Bibi Eun mi terkekeh, ia pergi ke rak buku paling ujung.
"kau akan menyukai kisah ini" bibi eun mi kembali, ia menyodorkan buku tebal dengan sampul berwarna abu-abu.
Tae menerimanya dengan dua tangan.
"Cinta atau kutukan" tae membaca judul yang tesedia dengan lantang, ia menatap bibi eun mi sebentar lalu membuka halaman pertama. Namun bibi eun mi mencegahnya
"baca nanti, setelah kau berani memberitahukan siapa dirimu pada orang lain" bibi eun mi mengingatkan.
"apa ini, aku sudah menceritakan semuanya kepadamu"
"bukan aku, tapi orang lain?"
"apa maksudmu orang lain?"
"pikirkanlah, jika kau ingin tau kisah di balik buku ini"
Tae diam, ia mengembalikan buku itu pada bibi eun mi.
"aku tidak membutuhkan buku ini" tae menolak.
"kenapa?"
Tae diam, ia menunjuk tas di bahunya.
"beban sudah penuh" ucap tae.
Bibi eun mi terkekeh "baiklah, kau bisa kembali lagi nanti. Hanya kau pelanggan setiaku selama beberapa tahun terakhir"
Tae terkekeh.
"kau akan benar menyesal jika tidak membaca buku ini" bibi eun mi mengingatkan.
"bagaiamana harimu? Apa masih sama?" bibi eun mi menggiring tae ke tempat duduk.
"tentu" sahut tae datar.
"kau masih tidak ingin menjelaskan pada mereka?"
"tidak, penjelasanku tidak akan berarti bagi mereka. Bahkan sekarang sudah jelas aku di cap stigma sosial"
Bibi eun mi mengelus pelan rambut hitam tae.
"kau tidak salah tae, jika kau benar sudah di cap buruk maka sebentar lagi cap itu akan luntur"
"maksudnya?"
"akan ada masanya di mana kebenaran menunjukan keberadaanya, dan semua orang akan tau itu.
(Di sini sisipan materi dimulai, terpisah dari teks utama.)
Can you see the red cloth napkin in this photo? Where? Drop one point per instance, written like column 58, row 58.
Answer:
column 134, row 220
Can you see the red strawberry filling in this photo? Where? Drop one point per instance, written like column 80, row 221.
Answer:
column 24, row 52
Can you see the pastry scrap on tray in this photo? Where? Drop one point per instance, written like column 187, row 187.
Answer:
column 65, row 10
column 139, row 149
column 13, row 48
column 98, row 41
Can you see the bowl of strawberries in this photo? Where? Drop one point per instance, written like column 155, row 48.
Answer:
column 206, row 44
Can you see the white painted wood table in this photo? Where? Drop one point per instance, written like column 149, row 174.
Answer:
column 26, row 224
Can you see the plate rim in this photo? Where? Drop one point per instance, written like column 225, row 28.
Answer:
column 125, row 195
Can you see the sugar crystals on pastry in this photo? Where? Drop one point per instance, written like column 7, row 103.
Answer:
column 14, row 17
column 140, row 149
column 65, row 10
Kau hanya perlu bersabar"
Tae terkekeh "kau masih ingin menjadi cenayang?"
"aku memang cenayang" bibi eun mi tertawa
"ah, iya kau belum pensiun"
"sudahlah percaya atau tidak itu urusanmu, yang pasti besok kembalilah kesini untuk mengambil buku itu"
"jika aku ingat"
"harus ingat tae"
"akan ku usahakan"
***
Aerin membuka pintu rumahnya dengan wajah berseri, ia bersiap pergi bekerja di hari pertama. Hari ini les atau sekolah bahasanya libur di hari akhir pekan jadi aerin bisa berangkat lebih awal untuk memulai pekerjaanya.
Aerin menggeser hapus semua pesan yang masuk dari ten, ia masih sedikit kesal dengan sikap pria itu kemarin dan ia memutuskan untuk tidak berbicara terlebih dahulu.
Aerin sampai di tempat tujuannya setelah menempuh dengan bis dan turun di 1 halte, ia sedikit berlari menuju toko tempatnya bekerja saat dilihatnya sang pemilik toko sudah berdiri disana sambil membawa kardus besar di tangannya.
"biar aku saja" sambar aerin cepat.
Bibi eun mi kaget melihat kedatangan aerin yang tiba-tiba menyambar kardus berat itu di tangannya.
"wah kau bersemangat sekali" puji bibi eun mi
Aerin hanya tersenyum, ia menempatkan kardus berat itu di atas meja baca.
"ikat rambutmu manis, pakailah ini" bibi eun mi memberikan ikat rambut pink berkarakter kelinci kecil.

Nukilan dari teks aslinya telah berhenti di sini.